"Петр Краснов. От Двуглавого Орла к красному знамени. Кн. 2" - читать интересную книгу автора

- Вы говорите ерунду.
- Я... Нет, ваше превосходительство, уже только не я. Это говорите вы -
интеллигенция. Так чего же вы хотите от народа? Слава, честь - вздор...
Долой георгиевские кресты. Я был в лазарете. Солдат, солдатик, матросик -
герой, кумир изысканных дам. Подвиг солдата, геройство солдата! Офицера
замолчали, генералов заплевывали. Герой войны - солдат. Герой мира -
народ... История? - не нужно ее. Наука? - к черту. Грамотности не надо.
Сидят академики и профессора, слышите, академики и, как "Павел Иванов",
мечтают слопать букву "ять"! Сегодня вы - "ваше превосходительство", я
сделаю один шаг, назову вас "господин генерал", а там ахну по
имени-отчеству, а там - "товарищ", а там возьму за горло и стану душить.
Сегодня я не отдам вам честь, а завтра исколочу в темном коридоре. Просто!..
- Вы заговариваетесь, глубокоуважаемый, - сказал вставая Саблин.
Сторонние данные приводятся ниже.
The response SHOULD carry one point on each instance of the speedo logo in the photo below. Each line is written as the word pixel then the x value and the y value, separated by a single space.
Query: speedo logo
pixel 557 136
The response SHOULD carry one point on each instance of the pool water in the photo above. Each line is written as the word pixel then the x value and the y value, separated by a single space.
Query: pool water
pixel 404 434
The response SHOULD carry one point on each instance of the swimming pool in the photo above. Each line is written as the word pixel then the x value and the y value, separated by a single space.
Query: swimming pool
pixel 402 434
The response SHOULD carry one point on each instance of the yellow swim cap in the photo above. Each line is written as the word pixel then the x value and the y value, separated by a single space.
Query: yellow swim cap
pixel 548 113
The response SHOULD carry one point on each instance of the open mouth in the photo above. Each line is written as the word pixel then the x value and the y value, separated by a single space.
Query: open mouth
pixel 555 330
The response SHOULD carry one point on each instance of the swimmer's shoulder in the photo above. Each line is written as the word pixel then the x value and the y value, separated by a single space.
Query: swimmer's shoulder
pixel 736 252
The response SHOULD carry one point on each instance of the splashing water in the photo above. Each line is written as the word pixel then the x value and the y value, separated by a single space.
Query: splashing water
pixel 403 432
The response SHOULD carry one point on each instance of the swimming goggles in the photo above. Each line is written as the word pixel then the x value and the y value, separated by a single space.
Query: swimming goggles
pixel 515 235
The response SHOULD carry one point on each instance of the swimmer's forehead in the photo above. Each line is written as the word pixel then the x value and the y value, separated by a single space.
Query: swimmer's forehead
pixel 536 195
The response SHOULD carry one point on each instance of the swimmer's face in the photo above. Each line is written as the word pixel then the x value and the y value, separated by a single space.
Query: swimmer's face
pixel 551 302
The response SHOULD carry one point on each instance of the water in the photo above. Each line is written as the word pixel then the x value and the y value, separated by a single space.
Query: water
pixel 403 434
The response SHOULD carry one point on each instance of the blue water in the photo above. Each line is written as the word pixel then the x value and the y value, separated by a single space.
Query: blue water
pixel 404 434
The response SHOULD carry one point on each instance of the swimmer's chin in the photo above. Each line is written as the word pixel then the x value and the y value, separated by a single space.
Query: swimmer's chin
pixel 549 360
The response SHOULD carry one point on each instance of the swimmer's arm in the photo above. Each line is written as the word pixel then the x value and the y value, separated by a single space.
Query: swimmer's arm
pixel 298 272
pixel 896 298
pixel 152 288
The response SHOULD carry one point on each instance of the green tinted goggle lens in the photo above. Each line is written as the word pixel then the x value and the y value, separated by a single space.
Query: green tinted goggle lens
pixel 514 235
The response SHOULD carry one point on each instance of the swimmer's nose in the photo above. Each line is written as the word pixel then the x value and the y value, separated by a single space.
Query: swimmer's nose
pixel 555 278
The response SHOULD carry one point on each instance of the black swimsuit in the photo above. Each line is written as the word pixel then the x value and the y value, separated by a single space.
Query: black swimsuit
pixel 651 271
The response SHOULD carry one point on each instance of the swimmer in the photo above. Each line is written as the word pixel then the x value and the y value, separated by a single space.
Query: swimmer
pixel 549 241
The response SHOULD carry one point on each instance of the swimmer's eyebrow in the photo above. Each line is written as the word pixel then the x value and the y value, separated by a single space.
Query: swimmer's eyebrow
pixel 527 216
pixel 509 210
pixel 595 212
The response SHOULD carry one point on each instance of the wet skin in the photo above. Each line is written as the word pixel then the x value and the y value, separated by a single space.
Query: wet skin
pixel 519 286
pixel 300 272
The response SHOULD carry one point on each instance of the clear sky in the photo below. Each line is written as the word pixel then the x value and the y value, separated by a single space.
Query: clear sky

Верцинский тоже встал и задул свечу. В небольшие окна стал входить мутный
свет. День наступал.
- Что же это будет, - сказал Саблин. - Стадо скотов? Каменный век
вернется?
- Да, - отвечал холодно и жестко, отчеканивая каждое слово,
Верцинский, - да, это будет стадо. Панургово стадо, которым легко будет
править тем семидесяти, что сидят наверху. Это будут рабы их. Они будут
целовать их пятки и восторженно выть за каждую подачку. Им будет казаться,
что они свободны, потому что ничего сдерживающего, ничего возвышающего не
будет. Вера, надежда, любовь, слава, честь, честность, неприкосновенность
личности, собственность - они будут свободны от всего этого. Они не будут
знать своего прошлого, не будут думать о будущем. Они будут жить настоящим.
- Они погибнут.
- Может быть. Но это будет новый мир, непохожий на старый... Саблин
взялся за дверь.
- То, что вы говорили мне, было безумие.
- Нет, только правда. Пойдемте. Наступает заря, и я покажу вам еще
правду во всей ее пошлости. У нашего полкового командира есть жена Зоя. Он
зовет ее Зорькой. Вот уже скоро месяц, как ни на одно письмо его она не
отвечает. Я имею сведения, что она окружена людьми новых понятий и на краю
бездны, если уже не свалилась в нее. А он молится за нее. Каждую утреннюю
зарю, перед тем, как уходить в свою землянку спасаться от аэропланов, он
выходит из окопа и долго стоит наверху и смотрит, как загорается золотом
небо на востоке. Он молится своей Зорьке, он молится Богу, чтобы было
письмо, чтобы Бог сохранил его Зорьку... Ха-ха-ха... Хи-хи-хи... Чудак!
Саблин уже не слушал Верцинского. Он вышел из землянки и пошел по
окопу. Окоп был пуст. Небо было ясное, морозное, бледно-голубое, можно было
ожидать налета аэропланов, и все люди попрятались в блиндажах. Но было еще
тихо. Верцинский шел за Саблиным.
- Не провожайте меня, - сказал Саблин. Верцинский ему был противен.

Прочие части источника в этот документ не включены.